Gets unique elements and their counts from the input dataset
.
tff.analytics.data_processing.get_unique_elements_with_counts(
dataset: tf.data.Dataset, max_string_length: Optional[int] = None
) -> Tuple[tf.Tensor, tf.Tensor]
This method returns a tuple of elements
and counts
, where elements
are
the unique elements in the dataset, and counts is the number of times each one
appears.
The input dataset
must yield batched rank-1 tensors. This function reads
each coordinate of the tensor as an individual element and caps the total
number of elements to return.
Args |
dataset
|
A tf.data.Dataset to elements from. Element type must be
tf.string .
|
max_string_length
|
The maximum lenghth (in bytes) of strings in the dataset.
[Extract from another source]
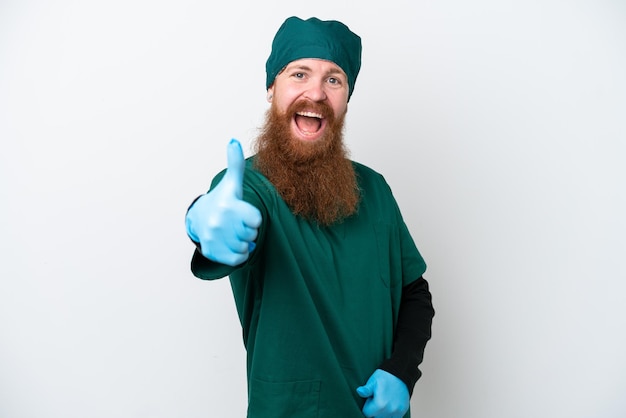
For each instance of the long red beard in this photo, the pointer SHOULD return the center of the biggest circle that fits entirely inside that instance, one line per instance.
(317, 179)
Strings longer than max_string_length will be truncated. Defaults to
None , which means there is no limit of the string length.
|
Returns |
elements
|
A rank-1 Tensor containing all the unique elements of the input
dataset .
|
counts
|
A rank-1 Tensor containing the counts for each of the elements in
elements .
|
Raises |
ValueError
|
-- If the shape of elements in dataset is not rank 1
-- If max_string_length is not None and is less than 1.
|
TypeError
|
If dataset.element_spec.dtype must be tf.string is not
tf.string .
|